Lola (excellente Mya Bollaers, dont c’est le premier rôle !) semble flotter, s’envoler vers le ciel, dès le tout premier plan du film. Prémices d’une évasion, celle d’une adolescente prête à abandonner sa chrysalide. La légèreté des gestes de Lola tranche avec son air grave, déterminé. Cette fille aux cheveux longs, trop roses pour que ce ne soit pas une aimable provocation, nous allons la suivre dans ses déshérences, ses refuges, ses espoirs inavoués et ceux complètement assumés. Quand on a 17 ans, on se sent assez fortiche pour refaire le monde, refuser de ne pas vieillir aussi bête que ses ancêtres. Du moins le croit-on.
Lola qui s’apprête à changer de vie, de sexe, de peau, tant elle se sent plombée par ce corps qu’elle n’a pas voulu, est encore, malgré ses affirmations, ses grandes certitudes, à l’âge fragile où, tout en les fuyant, on a encore un peu besoin de ses parents. Plus qu’on ne l’imagine parfois. Le foyer où elle s’est réfugiée depuis deux ans est devenu son nouveau nid sécurisant, chapeauté par des adultes qui écoutent au lieu de juger, peuplé de jeunes gens en rupture avec une famille plus ou moins existante. Tous déjà au ban d’une société qui n’a pas su les accepter, les protéger des autres, ou d’eux-mêmes. En peu de plans, la vie qui reprend le dessus, la solidarité transpirent de l’endroit, en définitive pas si impersonnel que ça, moins formaté qu’on ne l'imagine.
L’histoire de Lola débute le jour où elle doit se rendre à une cérémonie d’adieu à laquelle nul ne l’a conviée. Lèvres pincées, gorge serrée, sans une larme, elle prend le train qui la ramène vers le pays perdu de son enfance. Les champs verdoyants, le village au silence assourdissant, l’église proprette aux briques roses… qu’elle trouve bien vide. Décidément, rien ne lui facilitera les choses. À travers les rues presque désertes, la voilà qui fonce et pénètre dans la maison où tous sont réunis autour du père, de son père… Les retrouvailles sont amères, aussi violentes qu’un pavé dans la mare, celui-là même qui brisera la glace, le pavé de la révolte. Car Lola, comme tant d’adolescentes à la langue trop bien pendue, saura cogner là où ça fait mal, dans les parties basses d’une société archaïque, asphyxiante, qui ne peut plus la contraindre à être ce qu’elle n’a jamais été.
En dire plus, serait-ce raisonnable ? On vous laissera découvrir celui que Lola appelle « Philippe », celle qui s’appelait Catherine, leurs liens à tous les trois.

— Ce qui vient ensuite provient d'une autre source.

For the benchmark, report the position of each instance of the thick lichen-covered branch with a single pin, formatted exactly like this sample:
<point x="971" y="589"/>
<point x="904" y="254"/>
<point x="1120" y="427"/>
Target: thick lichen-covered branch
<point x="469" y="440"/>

Car toute cette introduction presque classique n’est que le préambule d’un fort joli road movie, essentiel, tout aussi réel qu’allégorique, un voyage initiatique, non seulement pour l’adolescente mais aussi pour celui qui n’a pas su l’accepter telle qu’elle était. Au fur et à mesure des échanges, parfois exaltés, tristes ou drôles, l’un va prendre la mesure de l’autre, comprendre ses vérités cachées, découvrir ce qu’il ignorait ou feignait d’ignorer. Il y a dans ces moments simples une forme de magie qui opère, une part de mystère faite pour rester inexpliquée.
C’est rudement réjouissant, rudement bien interprété. Benoît Magimel excelle dans le rôle du mec obtus, plus paumé qu’un minot, qui progressivement s’ouvre à sa fille. Il aura fallu une énorme faille, une terrible absence pour qu’enfin il aille creuser là où ça fait mal. Dans le fond, peut-être se débarrasse-t-il lui aussi d’une sorte de chrysalide, une chape de plomb terrible forgée par les idées préconçues, l’ordre sociétal établi, les lois du paraître. En se libérant elle-même, peut-être Lola libère-elle également son père… Tandis qu’au dessus d’eux une âme invisible semble planer et veiller sur le sort de ces deux-là qu’elle a aimés.